Début 2021, Les vignerons de Bollinger ont pu goûter pour la première fois à La Grande Année 2014, un pétillant de prestige qui vieillissait dans les caves de la maison de champagne depuis son assemblage. La Grande Année, le champagne millésimé phare de Bollinger, est produit uniquement les années où la qualité large est jugée suffisamment élevée et bénéficie de sept ans de vieillissement sous bouchon avant son lancement.

Avant l’ouverture du millésime 2014, des questions se sont posées sur la force réelle de l’année, compte tenu d’une saison de croissance en montagnes russes qui a vu une chaleur record en juin suivie d’un été froid et humide qui a ralenti la maturation des raisins. De plus, pour une maison de champagne connue pour son franc caractère de pinot noir, c’était un millésime qui favorisait nettement le chardonnay.

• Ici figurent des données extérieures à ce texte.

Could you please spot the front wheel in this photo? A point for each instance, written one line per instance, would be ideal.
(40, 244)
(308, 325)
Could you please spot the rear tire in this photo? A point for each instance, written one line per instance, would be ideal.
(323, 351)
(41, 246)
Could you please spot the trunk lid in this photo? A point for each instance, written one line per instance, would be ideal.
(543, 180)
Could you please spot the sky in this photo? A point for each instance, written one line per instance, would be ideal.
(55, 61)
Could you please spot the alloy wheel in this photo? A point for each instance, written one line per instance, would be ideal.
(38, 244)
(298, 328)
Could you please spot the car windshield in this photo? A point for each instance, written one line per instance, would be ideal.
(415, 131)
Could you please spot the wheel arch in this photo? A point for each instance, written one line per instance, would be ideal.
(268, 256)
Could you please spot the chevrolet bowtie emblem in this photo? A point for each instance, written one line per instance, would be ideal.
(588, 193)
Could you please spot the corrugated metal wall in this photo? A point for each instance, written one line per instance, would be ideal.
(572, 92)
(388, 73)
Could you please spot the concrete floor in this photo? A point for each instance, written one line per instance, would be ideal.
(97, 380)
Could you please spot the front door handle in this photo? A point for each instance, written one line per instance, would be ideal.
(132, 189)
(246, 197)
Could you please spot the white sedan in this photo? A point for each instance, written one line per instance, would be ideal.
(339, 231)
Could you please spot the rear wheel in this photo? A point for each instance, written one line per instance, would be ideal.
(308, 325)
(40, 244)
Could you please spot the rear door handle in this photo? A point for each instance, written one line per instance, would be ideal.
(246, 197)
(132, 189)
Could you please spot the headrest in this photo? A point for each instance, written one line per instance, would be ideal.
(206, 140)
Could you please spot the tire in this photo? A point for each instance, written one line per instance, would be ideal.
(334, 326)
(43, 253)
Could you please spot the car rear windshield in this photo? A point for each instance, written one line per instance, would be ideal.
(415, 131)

Mais pour Denis Bunner, sous-chef vigneron de Bollinger (ou chef de cave), la réponse était claire avant même l’ouverture des bouteilles. Après avoir passé deux ans à parcourir une montagne de données historiques sur les interactions du terroir, des vignes, du climat et de la qualité du vin au cours du cycle saisonnier, il était convaincu que le 2014 serait un coup de circuit, malgré l’hésitation de certains de ses collègues. « Je leur ai dit : ‘Non, ça va être un grand millésime.’ Je faisais confiance aux données et tous les paramètres étaient alignés », dit-il.

Denis Bunner, chef de cave chez Bollinger, a créé le nouveau millésime de la maison en interprétant de multiples jeux de données.

Photographie : Nick Wilson/Bollinger

En Champagne, la chefs de cave sont chargés non seulement de construire les assemblages complexes qui entrent dans un vin fini, mais de superviser l’ensemble du cycle de production du vin, de la première croissance dans les vignes à la récolte, le pressurage, la fermentation et au-delà – ils sont les gardiens de la qualité, et le cerveau du processus créatif.

En tant que tel, dit Bunner, les seuls paramètres qui comptent vraiment sont ceux déterminés dans le nez et la bouche. Et, sur le plan du goût, La Grande Année 2014, lancée sur le marché cette année à 585 £ (659 $) la caisse au Royaume-Uni, s’est avérée être un succès : un départ frais, élégant et minéral de la norme corsée de Bollinger. , avec beaucoup de potentiel de vieillissement. Le critique de vin Antonio Galloni, de Vinous.com, lui a attribué un rare 98/100, le décrivant comme « l’une des meilleures éditions récentes dont je me souvienne avoir goûté ».

Cependant, les conclusions originales de Bunner n’ont pas été atteintes par les papilles gustatives, mais en appliquant un apprentissage en profondeur à un sujet encore souvent considéré, même par ses praticiens, comme un métier alchimique plus qu’une discipline scientifique. Le point de départ était la volonté de comprendre les impacts probables du changement climatique sur la viticulture et la qualité. La banque de données qui a permis cela était la bibliothèque des vins de Bollinger, une collection unique de millésimes remontant à des générations qui avait été compilée à partir de stocks se trouvant depuis des années dans les confins des caves de la maison. Il y a dix ans, un projet de six ans a commencé pour rassembler, goûter, évaluer et restaurer les centaines de bouteilles incrustées de poussière qui composent aujourd’hui ces archives liquides.